Pani Daumont miała zwyczaj oddawna, jak Ludwik XIV-ty, przy każdej sposobności wyrażać się: Ja. — Ona sama rządziła domem, prowadziła rachunki i nigdy nie mówiła inaczej, jak tylko: — Uczyniłam to. — Postanowiłam. — Miałam wizytę takiej to osoby. — To mnie kosztuje tyle, i t. d.
Mąż nie znaczył nic, był zupełnem zerem i jakby nie istniał wcale.
W odpowiedzi na słowa małżonki, puścił kłęb dymu i rzekł:
— Na honor... nie myślałem o tem:
— Byłam tego pewną — rzekła tonem ponurym. — Alboż ty kiedy myślisz o czem!... Abyś tylko miał dobry obiad, nowalijki, dobre wino, trochę drobych na tytoń, absyst i kufel piwa, a nadto partnerów do bezika, reszta cię nic nie obchodzi!
— Czyż to rzeczą mężczyzny zajmować się sprawami domowemi?
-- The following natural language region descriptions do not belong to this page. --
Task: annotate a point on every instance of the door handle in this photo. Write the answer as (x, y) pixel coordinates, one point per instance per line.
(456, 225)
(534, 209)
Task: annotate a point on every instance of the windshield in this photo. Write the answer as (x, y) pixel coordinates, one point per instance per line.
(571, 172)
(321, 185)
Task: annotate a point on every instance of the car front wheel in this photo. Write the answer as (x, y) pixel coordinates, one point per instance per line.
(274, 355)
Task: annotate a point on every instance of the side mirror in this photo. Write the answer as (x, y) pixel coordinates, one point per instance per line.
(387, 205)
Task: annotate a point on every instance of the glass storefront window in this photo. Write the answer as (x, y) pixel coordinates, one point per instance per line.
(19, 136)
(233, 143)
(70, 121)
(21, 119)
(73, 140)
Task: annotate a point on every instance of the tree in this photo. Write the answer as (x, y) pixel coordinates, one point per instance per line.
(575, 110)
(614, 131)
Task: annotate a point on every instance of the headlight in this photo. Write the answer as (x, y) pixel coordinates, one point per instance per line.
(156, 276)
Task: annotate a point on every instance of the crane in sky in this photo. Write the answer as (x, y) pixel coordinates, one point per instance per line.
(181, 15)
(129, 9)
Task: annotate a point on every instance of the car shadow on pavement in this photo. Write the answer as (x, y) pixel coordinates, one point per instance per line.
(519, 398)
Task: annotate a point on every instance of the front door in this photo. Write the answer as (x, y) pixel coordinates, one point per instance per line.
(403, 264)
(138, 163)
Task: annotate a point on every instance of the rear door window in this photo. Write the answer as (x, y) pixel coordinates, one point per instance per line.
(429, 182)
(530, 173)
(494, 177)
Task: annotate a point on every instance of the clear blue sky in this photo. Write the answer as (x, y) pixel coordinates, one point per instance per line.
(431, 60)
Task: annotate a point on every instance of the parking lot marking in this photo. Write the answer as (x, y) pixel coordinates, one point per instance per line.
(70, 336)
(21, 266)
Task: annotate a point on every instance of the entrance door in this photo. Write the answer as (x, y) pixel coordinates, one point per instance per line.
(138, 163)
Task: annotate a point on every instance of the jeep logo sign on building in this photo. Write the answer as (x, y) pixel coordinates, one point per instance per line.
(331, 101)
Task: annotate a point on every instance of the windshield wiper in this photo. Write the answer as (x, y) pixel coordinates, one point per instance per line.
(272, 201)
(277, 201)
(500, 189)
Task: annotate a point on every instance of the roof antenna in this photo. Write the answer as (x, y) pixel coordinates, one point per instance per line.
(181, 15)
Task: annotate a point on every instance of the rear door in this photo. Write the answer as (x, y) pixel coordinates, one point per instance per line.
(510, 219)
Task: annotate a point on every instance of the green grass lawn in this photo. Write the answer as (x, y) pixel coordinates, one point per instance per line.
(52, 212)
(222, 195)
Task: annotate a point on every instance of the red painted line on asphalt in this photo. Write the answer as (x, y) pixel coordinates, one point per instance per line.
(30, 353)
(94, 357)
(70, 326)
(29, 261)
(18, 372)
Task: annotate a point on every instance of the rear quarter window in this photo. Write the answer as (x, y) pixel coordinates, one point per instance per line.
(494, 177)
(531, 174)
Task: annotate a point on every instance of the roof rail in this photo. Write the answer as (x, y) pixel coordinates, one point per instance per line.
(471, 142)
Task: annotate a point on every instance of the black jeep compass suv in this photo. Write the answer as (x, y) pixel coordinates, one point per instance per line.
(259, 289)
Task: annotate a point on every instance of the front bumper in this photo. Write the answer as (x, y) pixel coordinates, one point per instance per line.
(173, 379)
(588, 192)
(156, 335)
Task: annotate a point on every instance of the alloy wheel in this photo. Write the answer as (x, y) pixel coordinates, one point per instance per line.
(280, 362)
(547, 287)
Mam dość pracy biurowej! — odpowiedział pomocnik naczelnika.
— Zawsze ta sama śpiewka! Cóż chcesz?... I ty zawsze to samo mi śpiewasz!
— Krótko mówiąc, zrobiłam rachunek...
— Rachunek czego?
— Moich wydatków.
— Bardzo dobrze! Tak należy kobiecie porządnej. No, i jakiż?
— Umeblowanie pokoju Teresy tysiąc sto franków. Suknie i bielizna (a miała tylko wyprawę pensjonarską i to już mocno zużytą), dwa tysiące ośm-
Strona:PL De Montepin - Macocha.djvu/88
Ta strona została skorygowana.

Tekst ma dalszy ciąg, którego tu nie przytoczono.